The Allied soldiers were to avoid the use of roads in making way toward their targets, but passage through the dense waist-high growth of small trees and shrubs then slowed their progress. At about 02.10 the Central Patrol came to a farm building where it found an Italian civilian who indicated that all Germans were bivouacked in the village. The patrol then proceeded to its target, the penitentiary, reaching it about 03.00. Encountering no resistance, the patrol captured 12 prison guards and returned to the submarine chaser to re-embark with the prisoners.
Meanwhile, the East Patrol shattered the targeted barracks, killing several Germans, but discovered the majority of the Germans were barricaded in the walled inner town bordering the port.

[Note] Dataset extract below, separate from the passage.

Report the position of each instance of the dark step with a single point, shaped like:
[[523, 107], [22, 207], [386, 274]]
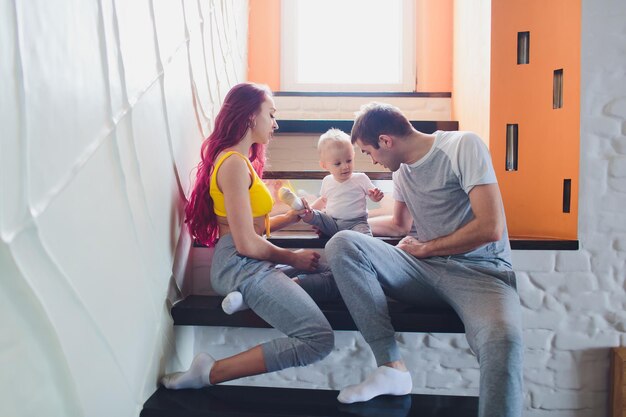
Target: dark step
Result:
[[321, 126], [205, 310], [238, 401]]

It was then judged that, because of the time and the understanding that the Germans were armed with a mortar, a cannon and several light machine guns, it would be impossible to clean them out of their position within the time limit fixed for the mission’s departure. After notifying Bastia of the situation and announcing their plans to withdraw, the East Patrol (with 24 Italian guards as prisoners) withdrew to the beach-head.
At much the same time, the West Patrol had searched its targets and found them empty, and had therefore already returned to the beach-head.
The submarine chasers with all troops and their prisoners aboard departed the landing area at the fixed hour of 07.00 as Allied warplanes, in accordance with the plan, laid down defensive fire on the beach-head.